Я раб моих таинственных,
Необычайных снов…
Но для речей единственных
Не знаю здешних слов…
Зинаида Гиппиус
Она растерялась: не знала, что ей чувствовать. То был свет. Вернее – огни. «О! Наверное, это огни большого города, – подумала она. – Или это просто мираж». Ей казалось, что нужно сделать шаг, и она окажется среди них, внутри чего-то. И она сделала этот шаг, но огни не стали ближе. Тогда она пошла. Долго шла, стремительно. Ей хотелось окунуться в их желтый цвет. И казалось, что тепло огней совсем рядом. «Галлюцинация?» – думала она. Но ей не хотелось выходить из игры…

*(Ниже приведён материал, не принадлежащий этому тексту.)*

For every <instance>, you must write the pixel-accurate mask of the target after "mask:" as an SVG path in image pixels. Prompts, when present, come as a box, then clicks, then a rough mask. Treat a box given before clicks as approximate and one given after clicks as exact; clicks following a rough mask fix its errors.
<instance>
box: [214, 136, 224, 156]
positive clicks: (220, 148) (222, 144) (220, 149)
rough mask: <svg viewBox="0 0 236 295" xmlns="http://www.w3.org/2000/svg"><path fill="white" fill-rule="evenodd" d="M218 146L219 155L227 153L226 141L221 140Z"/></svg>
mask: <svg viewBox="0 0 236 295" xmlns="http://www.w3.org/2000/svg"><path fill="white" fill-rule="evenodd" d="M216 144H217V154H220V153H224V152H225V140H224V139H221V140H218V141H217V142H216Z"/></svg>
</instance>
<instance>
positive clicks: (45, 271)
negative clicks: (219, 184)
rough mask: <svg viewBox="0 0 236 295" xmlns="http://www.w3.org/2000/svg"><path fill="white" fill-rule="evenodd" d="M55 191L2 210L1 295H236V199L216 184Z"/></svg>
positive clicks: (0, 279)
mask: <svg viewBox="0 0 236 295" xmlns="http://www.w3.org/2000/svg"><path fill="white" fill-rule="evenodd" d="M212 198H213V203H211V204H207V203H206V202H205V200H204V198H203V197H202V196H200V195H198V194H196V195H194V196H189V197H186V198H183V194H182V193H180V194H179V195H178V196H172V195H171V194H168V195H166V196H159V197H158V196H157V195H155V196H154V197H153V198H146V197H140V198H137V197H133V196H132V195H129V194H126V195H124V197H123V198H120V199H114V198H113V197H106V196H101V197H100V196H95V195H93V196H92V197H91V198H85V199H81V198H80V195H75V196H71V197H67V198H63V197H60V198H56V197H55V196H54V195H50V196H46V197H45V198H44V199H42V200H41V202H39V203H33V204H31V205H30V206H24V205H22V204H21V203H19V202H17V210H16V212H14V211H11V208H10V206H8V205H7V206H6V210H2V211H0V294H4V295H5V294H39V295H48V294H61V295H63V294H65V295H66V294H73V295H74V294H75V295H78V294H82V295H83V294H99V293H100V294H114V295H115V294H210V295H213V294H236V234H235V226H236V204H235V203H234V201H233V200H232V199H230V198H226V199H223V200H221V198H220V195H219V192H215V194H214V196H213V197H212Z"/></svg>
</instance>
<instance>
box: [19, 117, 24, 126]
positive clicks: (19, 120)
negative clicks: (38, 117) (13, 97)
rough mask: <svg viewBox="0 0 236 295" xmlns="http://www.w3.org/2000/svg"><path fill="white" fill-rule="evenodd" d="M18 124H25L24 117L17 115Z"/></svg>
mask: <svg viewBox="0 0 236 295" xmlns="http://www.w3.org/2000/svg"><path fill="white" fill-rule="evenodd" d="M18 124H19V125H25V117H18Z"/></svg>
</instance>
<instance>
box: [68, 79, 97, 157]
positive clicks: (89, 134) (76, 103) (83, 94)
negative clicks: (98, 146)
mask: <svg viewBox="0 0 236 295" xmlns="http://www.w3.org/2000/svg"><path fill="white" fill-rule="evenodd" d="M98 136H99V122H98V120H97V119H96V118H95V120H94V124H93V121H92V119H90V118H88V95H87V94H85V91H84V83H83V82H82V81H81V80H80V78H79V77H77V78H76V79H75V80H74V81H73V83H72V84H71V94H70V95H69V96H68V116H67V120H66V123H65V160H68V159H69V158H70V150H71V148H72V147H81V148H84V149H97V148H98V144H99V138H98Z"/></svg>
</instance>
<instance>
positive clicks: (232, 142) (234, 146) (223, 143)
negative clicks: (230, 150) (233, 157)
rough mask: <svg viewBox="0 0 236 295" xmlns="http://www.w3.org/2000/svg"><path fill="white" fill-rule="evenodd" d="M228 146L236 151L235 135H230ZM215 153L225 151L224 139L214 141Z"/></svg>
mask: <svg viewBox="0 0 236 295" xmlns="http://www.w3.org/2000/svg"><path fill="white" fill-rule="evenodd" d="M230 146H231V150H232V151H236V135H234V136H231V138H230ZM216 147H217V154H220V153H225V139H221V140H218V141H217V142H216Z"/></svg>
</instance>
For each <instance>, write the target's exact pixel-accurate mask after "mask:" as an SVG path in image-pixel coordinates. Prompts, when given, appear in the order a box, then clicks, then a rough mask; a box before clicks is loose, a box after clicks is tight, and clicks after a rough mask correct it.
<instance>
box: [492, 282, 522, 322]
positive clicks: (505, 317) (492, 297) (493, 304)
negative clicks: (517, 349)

Потерялась. Растворилась во времени и пространстве. Она шла, но не передвигалась. Была рядом, вблизи огней, а они от нее далеко. Удивительно! И не знала она, что ей чувствовать: огорчаться ли, плакать от обиды или смеяться над глупостью происходящего. И потому, плакала и смеялась одновременно. Устала. Огни пропали, исчезли. Она легла спать. Что это было? Она улыбалась во сне, ее душе всегда нравилось удивление…
…Навечно будет сохранен
Твой взгляд орехового цвета,
Твой теплый образ, спутник мой.
Однажды они встретились. Правда она его знала давно. Сидели они напротив друг друга и разговаривали. Нет, говорил он, она – слушала. Вернее, не слушала, а думала. Смотрела на него и думала о том, как ей нестерпимо хочется прижаться к нему, каждой клеточкой своего тела почувствовать его тепло, прикоснуться губами к его губам. Прижаться, забыться, замереть, и, чтобы время остановилось!
А он говорил, улыбался, смотрел на нее. Улыбался как-то очень по-детски: наивно, искренно, улыбкой удивления. А в глазах было понимание. Ей казалось, что он читает ее мысли, чувствует ее чувства. Видела по его глазам, что он знает все про нее, что он вообще все знает.
В тех глазах было какое-то откровение и понимание всего на свете. Теперь она ищет такой взгляд. Взгляд философа, познавшего душу мира.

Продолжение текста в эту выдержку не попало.